March 3, 2003
Report: Both parties got soft money from Wisconsin tribes
The Associated Press 

MADISON, Wis. - Native American tribes from Wisconsin donated more than $770,000 last year to national committees for both Democrats and Republicans, a government watchdog group reported Monday.

Republicans in the state Legislature who oppose new compacts Gov. Jim Doyle is negotiating with 11 tribes have attacked the $725,000 sent to the Democratic National Committee by the Ho-Chunk Nation, the Forest County Potawatomi and the Oneida Nation in the week before the Nov. 5 election.

Doyle has signed a compact agreement with the Potawatomi and has reached a tentative agreement with the Oneida.

The Democratic committee sent more than $1 million to the state party, in part, to help elect Doyle, a Democrat, records from the state Elections board show.
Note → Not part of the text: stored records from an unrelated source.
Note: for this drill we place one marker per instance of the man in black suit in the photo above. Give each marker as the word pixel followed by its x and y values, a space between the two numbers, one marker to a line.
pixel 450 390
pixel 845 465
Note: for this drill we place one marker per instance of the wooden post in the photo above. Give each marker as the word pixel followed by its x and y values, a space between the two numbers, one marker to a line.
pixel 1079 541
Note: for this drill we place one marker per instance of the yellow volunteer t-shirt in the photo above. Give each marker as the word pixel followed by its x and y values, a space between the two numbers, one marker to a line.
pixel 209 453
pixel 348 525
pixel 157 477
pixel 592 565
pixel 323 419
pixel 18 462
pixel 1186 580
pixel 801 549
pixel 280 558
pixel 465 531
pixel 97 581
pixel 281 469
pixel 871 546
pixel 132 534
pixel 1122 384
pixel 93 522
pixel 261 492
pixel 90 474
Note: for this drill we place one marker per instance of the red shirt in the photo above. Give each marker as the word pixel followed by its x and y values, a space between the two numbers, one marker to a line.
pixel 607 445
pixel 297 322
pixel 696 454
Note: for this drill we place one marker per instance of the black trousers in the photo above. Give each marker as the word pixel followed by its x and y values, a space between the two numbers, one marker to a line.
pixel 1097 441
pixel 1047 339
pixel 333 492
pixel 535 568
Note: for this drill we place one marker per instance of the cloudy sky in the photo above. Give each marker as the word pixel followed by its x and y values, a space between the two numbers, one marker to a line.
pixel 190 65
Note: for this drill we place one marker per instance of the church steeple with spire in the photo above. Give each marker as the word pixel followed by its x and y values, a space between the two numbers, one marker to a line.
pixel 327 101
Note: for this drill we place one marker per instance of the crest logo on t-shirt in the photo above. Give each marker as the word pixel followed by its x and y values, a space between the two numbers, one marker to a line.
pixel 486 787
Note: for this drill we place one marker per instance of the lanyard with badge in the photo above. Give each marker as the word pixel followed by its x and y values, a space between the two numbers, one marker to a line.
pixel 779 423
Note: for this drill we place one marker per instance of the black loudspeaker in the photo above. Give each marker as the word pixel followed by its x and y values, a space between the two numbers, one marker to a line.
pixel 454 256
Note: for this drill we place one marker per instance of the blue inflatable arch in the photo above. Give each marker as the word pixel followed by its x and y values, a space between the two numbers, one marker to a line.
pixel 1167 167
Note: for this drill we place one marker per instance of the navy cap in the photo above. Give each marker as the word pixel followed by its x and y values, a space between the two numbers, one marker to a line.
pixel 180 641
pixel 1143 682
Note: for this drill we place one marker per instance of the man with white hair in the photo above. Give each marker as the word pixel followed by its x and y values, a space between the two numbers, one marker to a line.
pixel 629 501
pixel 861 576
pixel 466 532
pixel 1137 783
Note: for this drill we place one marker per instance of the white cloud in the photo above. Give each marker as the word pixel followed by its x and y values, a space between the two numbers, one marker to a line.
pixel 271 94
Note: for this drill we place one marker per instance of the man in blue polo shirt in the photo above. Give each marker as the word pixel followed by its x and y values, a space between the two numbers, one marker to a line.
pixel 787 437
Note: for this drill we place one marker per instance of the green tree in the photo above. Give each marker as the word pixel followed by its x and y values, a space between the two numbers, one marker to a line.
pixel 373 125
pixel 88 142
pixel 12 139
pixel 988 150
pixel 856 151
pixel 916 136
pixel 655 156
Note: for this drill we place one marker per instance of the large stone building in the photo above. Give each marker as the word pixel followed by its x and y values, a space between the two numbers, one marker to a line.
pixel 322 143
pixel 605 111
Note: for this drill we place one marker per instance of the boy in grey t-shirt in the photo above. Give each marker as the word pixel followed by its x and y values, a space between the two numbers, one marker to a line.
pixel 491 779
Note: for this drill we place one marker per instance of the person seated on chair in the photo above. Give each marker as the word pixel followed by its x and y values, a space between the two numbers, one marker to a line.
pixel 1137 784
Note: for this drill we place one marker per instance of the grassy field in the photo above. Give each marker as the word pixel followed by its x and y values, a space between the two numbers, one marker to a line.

Doyle has denied there was any connection between the donations and the negotiations.

But Common Cause in Wisconsin also found the Republican National Committee received $46,250 in contributions from the Oneida and the St. Croix Tribal Council. The RNC sent former Republican Gov. Scott McCallum's campaign $216,179 last year, records show.

The records don't show whether the national party committees included the tribal donations in the money it sent to Wisconsin.

Tribal donations to the Democrats included a $500,000 contribution made by the Ho-Chunk, which Common Cause said was the single largest soft money contribution ever made by a Wisconsin-based entity to a national party committee in history. The group checked Federal Election Commission records, which date back to 1990.

Common Cause executive director Jay Heck said the contributions show the growing influence of American Indian tribes.

"They have joined the elite ranks of several other big-spending state special interest groups in utilizing their campaign spending to influence public policy-making," he said.